Unraveling the genetic components involved in CLAVATA (CLV) signaling is crucial for modulating important shoot apical meristem (SAM) characteristics and ultimately regulating diverse SAM-regulated agromorphological traits in crop plants. A genome-wide scan identified 142 CLV1-, 28 CLV2- and 6 CLV3-like genes, and their comprehensive genomic constitution and phylogenetic relationships were deciphered in chickpea. The QTL/fine mapping and map-based cloning integrated with high-resolution association analysis identified SNP loci from CaCLV3_01 gene within a major CaqDTF1.1/CaqFN1.1 QTL associated with DTF (days to 50% flowering) and FN (flower number) traits in chickpea, which was further ascertained by quantitative expression profiling. Molecular haplotyping of CaCLV3_01 gene, expressed specifically in SAM, constituted two major haplotypes that differentiated the early-DTF and high-FN chickpea accessions from late-DTF and low-FN. Enhanced accumulation of transcripts of superior CaCLV3_01 gene haplotype and known flowering promoting genes was observed in the corresponding haplotype-introgressed early-DTF and high-FN near-isogenic lines (NILs) with narrow SAM width.
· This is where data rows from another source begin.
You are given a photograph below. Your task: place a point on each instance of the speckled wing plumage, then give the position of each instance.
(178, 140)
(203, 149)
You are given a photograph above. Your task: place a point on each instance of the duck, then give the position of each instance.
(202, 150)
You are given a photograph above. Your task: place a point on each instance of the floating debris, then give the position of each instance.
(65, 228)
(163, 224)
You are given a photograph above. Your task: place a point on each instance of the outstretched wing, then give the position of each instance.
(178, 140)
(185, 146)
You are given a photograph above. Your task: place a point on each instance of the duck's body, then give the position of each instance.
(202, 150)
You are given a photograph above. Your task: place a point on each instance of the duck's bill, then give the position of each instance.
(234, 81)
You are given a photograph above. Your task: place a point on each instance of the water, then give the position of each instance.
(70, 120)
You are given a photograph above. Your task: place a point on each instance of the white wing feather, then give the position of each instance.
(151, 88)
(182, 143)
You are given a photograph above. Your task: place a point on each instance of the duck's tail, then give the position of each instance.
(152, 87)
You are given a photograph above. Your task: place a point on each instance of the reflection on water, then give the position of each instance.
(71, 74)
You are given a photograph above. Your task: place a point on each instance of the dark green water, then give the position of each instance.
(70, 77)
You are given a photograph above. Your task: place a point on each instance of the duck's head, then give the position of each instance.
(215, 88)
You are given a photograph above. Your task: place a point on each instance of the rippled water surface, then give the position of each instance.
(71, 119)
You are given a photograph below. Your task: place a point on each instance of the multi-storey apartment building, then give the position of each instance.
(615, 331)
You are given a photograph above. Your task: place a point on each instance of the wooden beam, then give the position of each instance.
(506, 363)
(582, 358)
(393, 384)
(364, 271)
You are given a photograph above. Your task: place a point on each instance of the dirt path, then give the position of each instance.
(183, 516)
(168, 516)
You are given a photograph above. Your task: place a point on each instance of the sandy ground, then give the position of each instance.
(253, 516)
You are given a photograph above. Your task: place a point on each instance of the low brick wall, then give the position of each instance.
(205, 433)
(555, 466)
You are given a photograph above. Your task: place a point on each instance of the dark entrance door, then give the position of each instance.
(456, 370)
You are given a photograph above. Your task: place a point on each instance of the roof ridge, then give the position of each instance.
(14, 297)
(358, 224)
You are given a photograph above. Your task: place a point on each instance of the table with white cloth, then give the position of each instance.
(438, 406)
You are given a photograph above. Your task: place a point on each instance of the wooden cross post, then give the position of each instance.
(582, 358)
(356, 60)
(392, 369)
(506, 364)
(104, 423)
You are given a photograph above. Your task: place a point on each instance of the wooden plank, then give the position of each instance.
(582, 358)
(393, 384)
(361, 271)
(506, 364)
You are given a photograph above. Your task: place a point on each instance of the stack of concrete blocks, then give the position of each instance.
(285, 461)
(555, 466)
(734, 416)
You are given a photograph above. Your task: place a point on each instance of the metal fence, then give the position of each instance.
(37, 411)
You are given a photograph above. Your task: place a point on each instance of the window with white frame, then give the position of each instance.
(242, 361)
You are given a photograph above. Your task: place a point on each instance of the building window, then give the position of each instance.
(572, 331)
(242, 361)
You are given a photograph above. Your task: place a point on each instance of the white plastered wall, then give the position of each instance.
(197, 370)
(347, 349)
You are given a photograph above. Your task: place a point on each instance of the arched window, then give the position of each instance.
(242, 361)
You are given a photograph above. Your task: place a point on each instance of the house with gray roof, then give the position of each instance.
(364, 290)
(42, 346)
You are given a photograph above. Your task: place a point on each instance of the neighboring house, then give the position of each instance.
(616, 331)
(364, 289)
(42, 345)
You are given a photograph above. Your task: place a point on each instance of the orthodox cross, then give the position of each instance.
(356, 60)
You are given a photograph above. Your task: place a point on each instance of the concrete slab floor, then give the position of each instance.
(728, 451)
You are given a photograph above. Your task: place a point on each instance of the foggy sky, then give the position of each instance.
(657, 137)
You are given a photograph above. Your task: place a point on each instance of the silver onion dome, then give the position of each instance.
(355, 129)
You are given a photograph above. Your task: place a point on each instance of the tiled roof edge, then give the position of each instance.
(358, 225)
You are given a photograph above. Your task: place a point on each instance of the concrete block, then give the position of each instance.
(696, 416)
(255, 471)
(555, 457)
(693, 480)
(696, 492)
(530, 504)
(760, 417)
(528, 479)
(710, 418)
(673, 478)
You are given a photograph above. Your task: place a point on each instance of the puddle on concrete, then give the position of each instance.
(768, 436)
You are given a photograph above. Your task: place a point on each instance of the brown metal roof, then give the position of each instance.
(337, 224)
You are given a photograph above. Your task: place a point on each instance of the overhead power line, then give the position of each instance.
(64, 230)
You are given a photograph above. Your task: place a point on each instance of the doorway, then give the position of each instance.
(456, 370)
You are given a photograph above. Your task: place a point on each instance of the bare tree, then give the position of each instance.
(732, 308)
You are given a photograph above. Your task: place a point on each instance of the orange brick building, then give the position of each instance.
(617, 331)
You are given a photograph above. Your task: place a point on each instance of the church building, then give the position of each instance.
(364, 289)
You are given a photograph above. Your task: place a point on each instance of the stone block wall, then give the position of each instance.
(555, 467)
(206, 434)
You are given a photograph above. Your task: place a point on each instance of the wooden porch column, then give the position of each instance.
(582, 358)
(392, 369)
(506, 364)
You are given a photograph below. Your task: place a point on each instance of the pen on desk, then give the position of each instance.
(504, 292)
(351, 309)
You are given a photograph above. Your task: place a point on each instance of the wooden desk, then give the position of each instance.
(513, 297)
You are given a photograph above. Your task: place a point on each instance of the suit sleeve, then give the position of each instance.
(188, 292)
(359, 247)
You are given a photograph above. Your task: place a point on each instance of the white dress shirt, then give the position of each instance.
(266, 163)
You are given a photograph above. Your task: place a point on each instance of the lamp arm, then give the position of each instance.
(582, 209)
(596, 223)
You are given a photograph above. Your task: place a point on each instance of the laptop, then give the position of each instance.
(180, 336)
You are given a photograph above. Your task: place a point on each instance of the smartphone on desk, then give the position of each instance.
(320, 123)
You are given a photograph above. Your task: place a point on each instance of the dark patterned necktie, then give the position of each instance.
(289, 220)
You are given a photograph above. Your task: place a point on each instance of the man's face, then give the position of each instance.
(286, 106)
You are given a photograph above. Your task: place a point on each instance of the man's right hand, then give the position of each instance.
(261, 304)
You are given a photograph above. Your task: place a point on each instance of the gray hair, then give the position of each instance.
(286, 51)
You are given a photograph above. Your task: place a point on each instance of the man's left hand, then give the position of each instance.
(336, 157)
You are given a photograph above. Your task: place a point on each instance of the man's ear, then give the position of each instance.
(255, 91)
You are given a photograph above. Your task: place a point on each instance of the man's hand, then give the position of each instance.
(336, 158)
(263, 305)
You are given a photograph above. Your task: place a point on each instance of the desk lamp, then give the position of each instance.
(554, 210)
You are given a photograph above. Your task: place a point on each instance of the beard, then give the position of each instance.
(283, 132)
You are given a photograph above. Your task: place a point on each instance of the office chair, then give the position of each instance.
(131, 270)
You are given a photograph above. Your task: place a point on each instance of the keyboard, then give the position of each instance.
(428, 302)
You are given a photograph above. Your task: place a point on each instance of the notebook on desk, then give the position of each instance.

The superior haplotype-introgressed NILs exhibited early-flowering, high-FN and enhanced seed yield/productivity without compromising agronomic performance. These delineated molecular signatures can regulate DTF and FN traits through SAM proliferation and differentiation and thereby will be useful for translational genomic study to develop early-flowering cultivars with enhanced yield/productivity.